Announcement

Collapse
No announcement yet.

Help with Windows XP dual boot

Collapse
This topic is closed.
X
X
 
  • Filter
  • Time
  • Show
Clear All
new posts

    #16
    Originally posted by mr_raider View Post
    Found your problem:

    http://en.wikipedia.org/wiki/FlexNet_Publisher


    Solution is ugly:

    http://ubuntuforums.org/showthread.php?t=1661254


    I would just wipe the drive, re-install XP, then re-install Kubuntu elsewhere.
    This also covered here: https://www.kubuntuforums.net/showth...hlight=flexnet

    Please Read Me

    Comment


      #17
      Originally posted by oshunluvr View Post

      A quick google reveals a ridiculous number of programs that try to insert themselves between the MBR and sector 63 like some pervert on the subway. Does this crap happen with EFI installs?

      Comment


        #18
        Originally posted by mr_raider View Post
        A quick google reveals a ridiculous number of programs that try to insert themselves between the MBR and sector 63 like some pervert on the subway. Does this crap happen with EFI installs?
        Nope. Those "subway pervert"-like things all tried, in one way or another, to work around inherent limitations in MBR. GPT -- especially when combined with UEFI -- eliminates the need to use any of them.

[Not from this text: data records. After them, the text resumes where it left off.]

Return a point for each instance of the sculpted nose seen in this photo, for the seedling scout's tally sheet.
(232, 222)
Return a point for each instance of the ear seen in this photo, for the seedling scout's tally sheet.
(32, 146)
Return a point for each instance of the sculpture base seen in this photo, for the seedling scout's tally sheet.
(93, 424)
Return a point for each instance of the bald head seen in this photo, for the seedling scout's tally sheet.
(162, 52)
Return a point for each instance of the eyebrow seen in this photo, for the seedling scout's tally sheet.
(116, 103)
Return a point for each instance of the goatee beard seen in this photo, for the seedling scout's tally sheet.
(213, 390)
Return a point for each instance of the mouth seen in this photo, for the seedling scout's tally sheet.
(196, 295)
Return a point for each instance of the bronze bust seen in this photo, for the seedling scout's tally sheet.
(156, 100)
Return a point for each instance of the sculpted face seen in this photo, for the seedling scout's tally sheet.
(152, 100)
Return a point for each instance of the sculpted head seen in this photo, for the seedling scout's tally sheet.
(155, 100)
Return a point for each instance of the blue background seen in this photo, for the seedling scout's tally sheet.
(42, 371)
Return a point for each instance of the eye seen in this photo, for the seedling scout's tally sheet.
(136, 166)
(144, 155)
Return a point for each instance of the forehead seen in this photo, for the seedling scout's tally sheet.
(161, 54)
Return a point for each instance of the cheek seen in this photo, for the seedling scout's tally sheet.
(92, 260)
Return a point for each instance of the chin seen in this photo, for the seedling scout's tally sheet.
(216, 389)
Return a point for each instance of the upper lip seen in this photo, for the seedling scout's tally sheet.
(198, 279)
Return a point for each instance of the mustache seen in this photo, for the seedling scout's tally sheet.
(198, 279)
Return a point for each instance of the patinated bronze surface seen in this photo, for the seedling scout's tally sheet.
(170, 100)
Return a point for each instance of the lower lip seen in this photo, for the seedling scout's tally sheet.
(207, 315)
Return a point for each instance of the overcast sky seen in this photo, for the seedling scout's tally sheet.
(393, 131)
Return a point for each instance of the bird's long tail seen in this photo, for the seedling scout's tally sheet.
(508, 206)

        One minor nit: s/EFI/UEFI/ -- all modern x86 hardware is based on UEFI firmware. EFI is the older standard, the one that Apple made even worse on their Macs.

        Comment


          #19
          @mr_raider how do I burn EasyBCD.exe from inside linux? Ive installed wine and the ActiveISO recommended by their site. It crashes when I try to open through wine.

          Comment


            #20
            Originally posted by olgarosh View Post
            @mr_raider how do I burn EasyBCD.exe from inside linux? Ive installed wine and the ActiveISO recommended by their site. It crashes when I try to open through wine.
            Forgot you can't boot windows. EasyBCD has to be installed in windows.

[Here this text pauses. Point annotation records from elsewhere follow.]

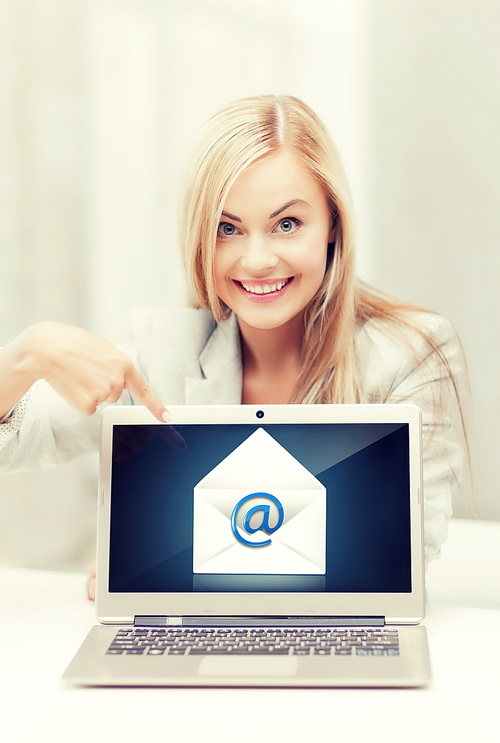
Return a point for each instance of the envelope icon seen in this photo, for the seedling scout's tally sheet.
(259, 512)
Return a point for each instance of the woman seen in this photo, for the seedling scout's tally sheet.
(277, 317)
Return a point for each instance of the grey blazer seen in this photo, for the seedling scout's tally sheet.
(188, 358)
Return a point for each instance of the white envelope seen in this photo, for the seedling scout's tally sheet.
(260, 465)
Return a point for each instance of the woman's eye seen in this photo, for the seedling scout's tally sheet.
(226, 229)
(288, 224)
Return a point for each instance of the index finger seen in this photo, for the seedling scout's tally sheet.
(142, 392)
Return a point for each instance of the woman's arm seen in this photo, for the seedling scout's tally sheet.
(84, 369)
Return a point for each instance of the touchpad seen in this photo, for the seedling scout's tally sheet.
(247, 666)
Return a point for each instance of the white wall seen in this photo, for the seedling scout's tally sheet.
(99, 101)
(435, 186)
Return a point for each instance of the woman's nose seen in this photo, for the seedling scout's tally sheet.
(258, 255)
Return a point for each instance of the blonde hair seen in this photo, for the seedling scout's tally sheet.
(230, 142)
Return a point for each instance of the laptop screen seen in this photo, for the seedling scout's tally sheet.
(310, 507)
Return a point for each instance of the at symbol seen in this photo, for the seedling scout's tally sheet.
(264, 525)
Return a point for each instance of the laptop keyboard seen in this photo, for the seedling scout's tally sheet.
(295, 640)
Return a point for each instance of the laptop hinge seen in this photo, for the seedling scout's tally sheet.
(160, 621)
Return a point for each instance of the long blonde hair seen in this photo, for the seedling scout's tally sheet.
(230, 142)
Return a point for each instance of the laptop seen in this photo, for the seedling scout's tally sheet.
(279, 545)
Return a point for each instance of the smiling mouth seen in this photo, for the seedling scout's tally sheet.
(265, 288)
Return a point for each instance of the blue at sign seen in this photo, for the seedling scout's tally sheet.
(264, 525)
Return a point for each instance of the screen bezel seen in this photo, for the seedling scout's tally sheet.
(394, 607)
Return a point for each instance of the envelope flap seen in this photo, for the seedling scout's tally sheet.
(260, 463)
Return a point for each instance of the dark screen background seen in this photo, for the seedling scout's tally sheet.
(364, 468)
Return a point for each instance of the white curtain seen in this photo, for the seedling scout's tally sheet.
(99, 102)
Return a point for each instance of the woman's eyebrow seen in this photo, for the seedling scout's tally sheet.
(285, 206)
(231, 216)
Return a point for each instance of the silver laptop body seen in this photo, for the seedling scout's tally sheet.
(259, 546)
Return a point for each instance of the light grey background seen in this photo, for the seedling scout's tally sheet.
(99, 100)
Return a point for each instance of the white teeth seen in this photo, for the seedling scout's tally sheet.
(263, 288)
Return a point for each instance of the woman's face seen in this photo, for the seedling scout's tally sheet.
(272, 242)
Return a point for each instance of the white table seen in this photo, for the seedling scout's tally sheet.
(44, 616)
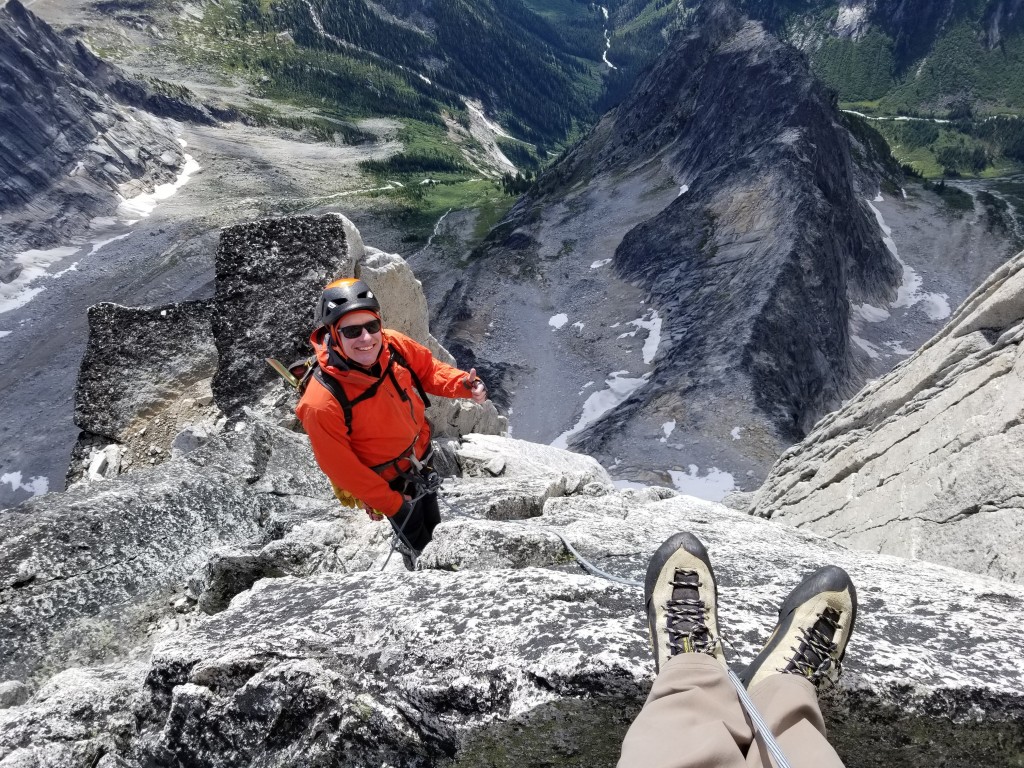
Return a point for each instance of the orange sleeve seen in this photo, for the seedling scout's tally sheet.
(437, 378)
(329, 437)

            You can do it from the windows XP setup CD

            https://kb.acronis.com/content/1507

            Comment


              #21
              Thank you for all your help.
              I was actually able to boot into XP by using Rescatux (and manually unplugging all the other drives) but then it was so slow compared to Linux running on the same hardware that I decided to format my 250GB drive and install only Kubuntu. I followed your istructions and it works beautifully.
              Again thanks for the help.

              Comment


                #22
                Originally posted by olgarosh View Post
                ... it was so slow compared to Linux running on the same hardware that I decided to format my 250GB drive and install only Kubuntu....
                I have Win7 Home Premium in dual boot mode on this Acer V3-771G. Trusty runs noticeably faster than Win7. I usually booted into it about 3 or 4 times a year to let the updates come down and to let MS Security Essentials update. On the average that took about an hour, depending on the number of updates. After Steve Riley posted his advice about MS SE and his suggestion to replace it with MalwareBytes I booted into my Win7 partition to do that. I downloaded MalwareBytess, disconnected the Internet, removed MS SE, rebooted, installed MalwareBytes, reconnected the Internet, disabled Internet Explorer and let NVIDIA update the GFORCE GT650M secondary video chip. Working steadily it took nearly three hours and I lost count of the number of reboots requested. All this for an OS I haven't used since I bought this acer in 2010. Now that the Acer warranty has expired there is nothing really keeping Win7 around except my laziness.
                Last edited by GreyGeek; Jun 03, 2014, 12:09 PM.
                "A nation that is afraid to let its people judge the truth and falsehood in an open market is a nation that is afraid of its people.”
                – John F. Kennedy, February 26, 1962.

                Comment


                  #23
                  I had a similar issue today when trying to install a dual boot Xp/Kubuntui386 system on a Lenovo. The installer ran fine but grub kept on failing the install at the last minute. I was able to install Mint 32 bit Mate however. turns out the issue may be btrfs.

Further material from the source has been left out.